Researchers say the drone industry is booming internationally and raising fears it will lead to increased warfare. Activists claim the cheap and easy access to the weapons could also potentially harm innocent civilians.

They come out of the blue… A drone is ten times cheaper than a fighter jet, it requires no pilot so there are no troop deaths to explain. It is the perfect weapon for covert CIA operations in countries like Pakistan and Afghanistan.

However, studies by independent international experts suggest that for every militant killed, as many as 15 civilians also die.

There is no way of getting exact numbers, as the CIA keeps its drones program under wraps, but the United Nations and other international organizations question the legality of the extensive use of the weapon.

“It becomes different when you will come to an undeclared war with organization like Al Qaeda or the Taliban and you go after a person,” said Siemon Wezeman, research fellow for Stockholm International Peace Research Institute. “But who has proof that the person you are actually targeting are the terrorists?
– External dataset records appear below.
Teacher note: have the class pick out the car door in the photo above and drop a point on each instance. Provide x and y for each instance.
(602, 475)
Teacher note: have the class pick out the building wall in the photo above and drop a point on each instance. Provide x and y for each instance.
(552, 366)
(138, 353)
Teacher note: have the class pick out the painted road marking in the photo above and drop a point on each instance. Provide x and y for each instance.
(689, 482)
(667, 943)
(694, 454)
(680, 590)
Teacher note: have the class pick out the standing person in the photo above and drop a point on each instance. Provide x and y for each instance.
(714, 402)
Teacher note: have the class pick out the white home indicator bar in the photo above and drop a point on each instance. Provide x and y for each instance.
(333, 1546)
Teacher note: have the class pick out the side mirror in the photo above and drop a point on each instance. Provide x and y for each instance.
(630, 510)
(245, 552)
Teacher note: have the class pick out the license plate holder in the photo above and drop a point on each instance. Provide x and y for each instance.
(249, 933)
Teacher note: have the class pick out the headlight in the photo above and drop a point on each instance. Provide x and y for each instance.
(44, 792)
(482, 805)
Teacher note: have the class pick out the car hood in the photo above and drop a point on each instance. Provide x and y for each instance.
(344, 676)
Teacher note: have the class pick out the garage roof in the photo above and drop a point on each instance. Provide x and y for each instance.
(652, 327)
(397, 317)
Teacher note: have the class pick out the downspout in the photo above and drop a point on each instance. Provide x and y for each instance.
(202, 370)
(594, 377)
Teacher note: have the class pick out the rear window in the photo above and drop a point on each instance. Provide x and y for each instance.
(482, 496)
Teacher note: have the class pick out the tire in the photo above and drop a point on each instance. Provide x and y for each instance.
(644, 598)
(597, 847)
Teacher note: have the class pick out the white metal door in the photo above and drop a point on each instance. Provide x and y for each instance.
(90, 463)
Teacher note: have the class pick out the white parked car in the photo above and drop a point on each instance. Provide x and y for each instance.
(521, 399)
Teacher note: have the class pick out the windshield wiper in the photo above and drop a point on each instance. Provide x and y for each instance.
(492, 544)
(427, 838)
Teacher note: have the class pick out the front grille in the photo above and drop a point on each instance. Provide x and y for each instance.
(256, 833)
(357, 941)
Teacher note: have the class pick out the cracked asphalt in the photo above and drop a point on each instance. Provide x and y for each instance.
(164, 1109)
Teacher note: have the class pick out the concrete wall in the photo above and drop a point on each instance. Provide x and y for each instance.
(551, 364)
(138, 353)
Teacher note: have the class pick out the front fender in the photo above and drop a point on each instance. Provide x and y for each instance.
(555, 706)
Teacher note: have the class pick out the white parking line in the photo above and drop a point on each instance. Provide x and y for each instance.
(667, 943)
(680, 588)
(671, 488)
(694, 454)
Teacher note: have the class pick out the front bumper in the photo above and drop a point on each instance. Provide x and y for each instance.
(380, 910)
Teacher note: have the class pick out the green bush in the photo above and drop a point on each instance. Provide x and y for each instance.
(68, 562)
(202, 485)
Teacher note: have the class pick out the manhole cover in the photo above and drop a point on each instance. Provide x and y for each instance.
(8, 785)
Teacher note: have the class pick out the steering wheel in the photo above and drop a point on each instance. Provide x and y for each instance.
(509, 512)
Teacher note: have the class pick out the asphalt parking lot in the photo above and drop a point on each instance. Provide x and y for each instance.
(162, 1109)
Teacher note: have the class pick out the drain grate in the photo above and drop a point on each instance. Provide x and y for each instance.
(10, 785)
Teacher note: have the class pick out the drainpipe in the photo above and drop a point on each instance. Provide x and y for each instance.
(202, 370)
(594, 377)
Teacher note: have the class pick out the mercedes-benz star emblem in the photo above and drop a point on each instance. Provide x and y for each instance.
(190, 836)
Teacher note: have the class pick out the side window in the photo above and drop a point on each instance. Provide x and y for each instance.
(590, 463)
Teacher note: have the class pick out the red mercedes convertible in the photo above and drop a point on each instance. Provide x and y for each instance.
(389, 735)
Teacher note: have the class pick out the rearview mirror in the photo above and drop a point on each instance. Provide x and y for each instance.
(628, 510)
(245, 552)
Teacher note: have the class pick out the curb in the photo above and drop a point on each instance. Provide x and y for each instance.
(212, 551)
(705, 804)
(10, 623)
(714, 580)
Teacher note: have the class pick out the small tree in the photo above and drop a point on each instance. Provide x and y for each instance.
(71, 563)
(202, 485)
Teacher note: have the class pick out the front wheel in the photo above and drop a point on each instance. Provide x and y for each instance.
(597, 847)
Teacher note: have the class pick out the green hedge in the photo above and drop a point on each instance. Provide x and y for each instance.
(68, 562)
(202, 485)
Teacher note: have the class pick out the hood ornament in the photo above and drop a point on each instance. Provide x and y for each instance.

They are not in uniform.”

Still, humanitarian concerns are doing little to dampen surging international demand for drones, also known as unmanned aerial vehicles (UAVs). The military appetite is such that the market is expected to grow to a staggering 55 billion dollars within ten years. The trend worries specialists.

“With the advance of technologies, they depersonalize warfare and therefore you have people willing to use them and you have people who do not understand the consequences,” said Lawrence J. Korb, senior advisor for Center for Defense Information. “People who are flying the drones are not on the battlefield. They are not in the plane, they are thousands of miles away and when they cause destruction they do not feel it.”

Specialists say that for the drone operator, the whole operation recalls a video game. The question many ask is, if it is so easy and convenient, will it make the international powers tempted to wage more wars in the future?

“If war is cheap, then why not why use it a bit more, especially against smaller countries, organizations that in other cases you would try to sit around the table with and talk it over?” said Wezeman.

Siemon Wezeman has produced a research report on drones for the European parliament. Among his concerns are the consequences of terrorists getting hold of such weapons – a scenario some might liken to real-life and deadly robot wars.

Demonstrators outside CIA headquarters at the start of the year protested against indiscriminate killings by unmanned weaponry. They say that rather than winning wars, drones merely make more enemies by killing mostly innocent people, thus fuelling, rather than quelling, insurgencies.